Hundreds of Cherokee speakers gathered for the event where they visited in their native language, listened to songs in Cherokee and heard about new Cherokee translation projects. Chief Hoskin announced that the Cherokee Nation Language Department and Cherokee Film are partnering with Amazon Prime Video to dub the television series The Lord of the Rings: The Rings of Power in Cherokee.
Chief Hoskin also announced that the tribe’s Cherokee translation team is currently working to produce a new Cherokee language edition of the Cherokee Nation Constitution in honor of the 25th anniversary of the tribe’s 1999 constitutional convention. The new edition will feature commissioned Cherokee artwork in a bound volume of the English and Cherokee language versions of the tribe’s governing document.
“It’s good to come together in fellowship with our many Cherokee speakers from all our different communities and see them visiting in our language,” said Deputy Chief Bryan Warner. “It’s really just a bright day in the Cherokee Nation to celebrate our language and our speakers who carry on our spoken word handed down from our Creator and ancestors.”
Since taking office in 2019, Chief Hoskin and Deputy Chief Warner have worked with the Council of the Cherokee Nation to invest historic resources – more than $68 million – into capital projects for the Cherokee language. Those range from breaking ground on a new Cherokee Immersion Middle School, building a Cherokee Speaker Village and purchasing land for a Kenwood Cultural Reserve, among others. Since the inception of the tribe’s Speaker Services program in 2022, the Cherokee Nation has also completed 1,700 projects ranging from home replacements, ramp walkways, utility payments and home appliances for first-language speakers totaling more than $34 million.

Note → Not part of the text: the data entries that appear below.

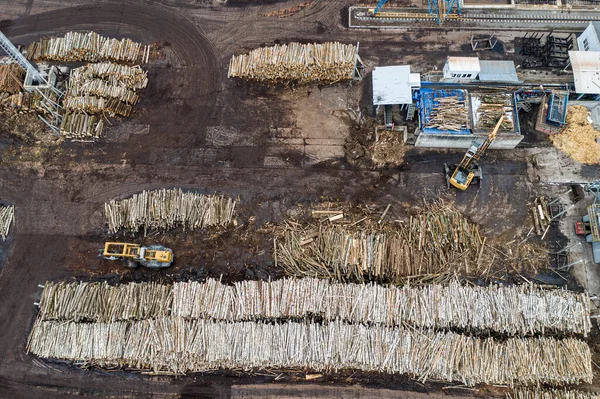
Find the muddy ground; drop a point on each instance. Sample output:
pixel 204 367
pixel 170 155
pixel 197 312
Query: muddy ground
pixel 274 148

Earlier this year, Chief Hoskin and Deputy Chief Warner signed into law a permanent Durbin Feeling Language Preservation Act that sets aside a minimum budget of $18 million annually for Cherokee language perpetuation. This year, the Council approved Chief Hoskin and Deputy Chief Warner’s proposed increase in the budget to more than $20 million.
Other language efforts include the Cherokee Language Master Apprentice Program, which teaches adults to be proficient conversational Cherokee speakers and teachers. Participants receive an hourly educational stipend and typically spend 40 hours per week for two years immersed in the Cherokee language with master-level, fluent Cherokee speakers. Nearly 60 adults have graduated from the program so far.
“Sometimes when we go to gatherings there might only be four of five Cherokee speakers there, but at the speaker gathering there is quite a lot so we get to talk to them all in Cherokee,” said Lou Bark, a first-language speaker from Spavinaw who attended.